In August 2015, it was confirmed that Ryan would appear on Arrow in the fourth season episode "Haunted", that involved his character being "brought in to deal with the fallout of the resurrection of Sara Lance (Caity Lotz) via Ra's al Ghul's Lazarus Pit". Guggenheim said, "This is something the fans were clamoring for", praising DC for being so "magnanimous and generous in giving us this one-time dispensation". John Badham, who directed the fifth episode of Constantine, "Danse Vaudou", directed the Arrow episode. In addition, Mericle revealed that the version of Constantine that Matt Ryan portrayed on Arrow is the same version of the character that was portrayed on Constantine, therefore retroactively establishing the two shows in a shared universe. On filming the episode, Guggenheim stated it felt like the production team was "doing a Constantine/Arrow crossover, and it's so exciting... We're just really glad we got the chance to extend Matt Ryan's run as Constantine by at least one more hour of television. I think you'll see he fits very neatly into our universe. It never feels forced, it feels right".

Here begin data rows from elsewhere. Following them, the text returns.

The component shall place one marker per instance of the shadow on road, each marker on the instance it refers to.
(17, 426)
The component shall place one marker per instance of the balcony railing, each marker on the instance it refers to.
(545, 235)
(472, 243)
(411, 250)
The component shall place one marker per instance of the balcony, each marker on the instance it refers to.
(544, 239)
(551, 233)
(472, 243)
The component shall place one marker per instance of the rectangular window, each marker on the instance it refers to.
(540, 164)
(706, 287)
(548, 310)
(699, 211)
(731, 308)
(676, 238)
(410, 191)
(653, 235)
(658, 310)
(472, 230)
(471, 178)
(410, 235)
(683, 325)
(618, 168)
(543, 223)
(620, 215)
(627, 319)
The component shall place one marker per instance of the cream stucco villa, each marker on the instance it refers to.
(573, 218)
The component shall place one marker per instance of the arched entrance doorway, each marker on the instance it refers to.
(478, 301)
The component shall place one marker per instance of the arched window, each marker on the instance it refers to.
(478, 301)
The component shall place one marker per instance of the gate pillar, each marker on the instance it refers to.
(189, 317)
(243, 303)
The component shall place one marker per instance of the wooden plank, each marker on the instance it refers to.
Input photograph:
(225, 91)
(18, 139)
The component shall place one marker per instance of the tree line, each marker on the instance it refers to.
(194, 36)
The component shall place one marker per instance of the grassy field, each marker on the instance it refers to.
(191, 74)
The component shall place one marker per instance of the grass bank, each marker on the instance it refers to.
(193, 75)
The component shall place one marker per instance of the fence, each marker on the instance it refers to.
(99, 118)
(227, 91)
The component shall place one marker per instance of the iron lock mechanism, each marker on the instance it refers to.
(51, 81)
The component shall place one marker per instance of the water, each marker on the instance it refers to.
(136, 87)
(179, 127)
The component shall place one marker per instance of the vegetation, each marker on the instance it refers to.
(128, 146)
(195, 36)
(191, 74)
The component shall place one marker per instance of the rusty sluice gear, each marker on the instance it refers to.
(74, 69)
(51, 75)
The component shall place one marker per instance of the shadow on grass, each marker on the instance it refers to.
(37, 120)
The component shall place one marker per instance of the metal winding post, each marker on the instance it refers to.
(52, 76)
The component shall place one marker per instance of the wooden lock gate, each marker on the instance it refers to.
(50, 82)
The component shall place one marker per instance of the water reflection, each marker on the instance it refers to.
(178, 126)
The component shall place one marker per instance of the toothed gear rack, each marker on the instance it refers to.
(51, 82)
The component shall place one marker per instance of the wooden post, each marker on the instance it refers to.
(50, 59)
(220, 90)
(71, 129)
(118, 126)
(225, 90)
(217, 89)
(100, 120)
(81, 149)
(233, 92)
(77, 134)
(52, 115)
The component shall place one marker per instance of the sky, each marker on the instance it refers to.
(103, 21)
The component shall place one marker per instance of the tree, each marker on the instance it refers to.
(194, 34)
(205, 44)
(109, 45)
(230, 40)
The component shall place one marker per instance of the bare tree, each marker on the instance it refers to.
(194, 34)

It was revealed in October 2017 that Ryan would appear in two episodes of the third season of Legends of Tomorrow, with the appearance taking place chronologically after "Haunted", revisiting the setting of Arrows fourth season and the events following that season's final episode. Bailey Tippen also reprised her role as Astra Logue from Constantine for a brief voiceover in "Necromancing the Stone". After the positive reception of his appearance in Legends of Tomorrow, The CW announced that Ryan would appear in the season finale, and later, it was announced ahead of the series' renewal for a fourth season that Ryan's role as Constantine would be upgraded to series regular. Olivia Swann took over the role of Astra, guest starring in the fourth season before becoming a series regular in the fifth season. Ryan left the role of Constantine in the sixth season, and portrayed a new character, Dr. Gwyn Davies, in the final season.

===Animated web series===

In January 2017, the animated web-series Constantine was announced, for The CW Seed, with Ryan returning to voice the character. CW President Mark Pedowitz noted there had yet to be discussions regarding if any other characters that appeared in the cancelled live-action series to appear in the web series, nor if this version of the character would "connect back to the live action storylines he's been a part of". Greg Berlanti, Sarah Schechter and Goyer serve as executive producers and Butch Lukic serves as producer. J. M. DeMatteis wrote the series, which was directed by Dough Murphy. The series premiered on March 24, 2018.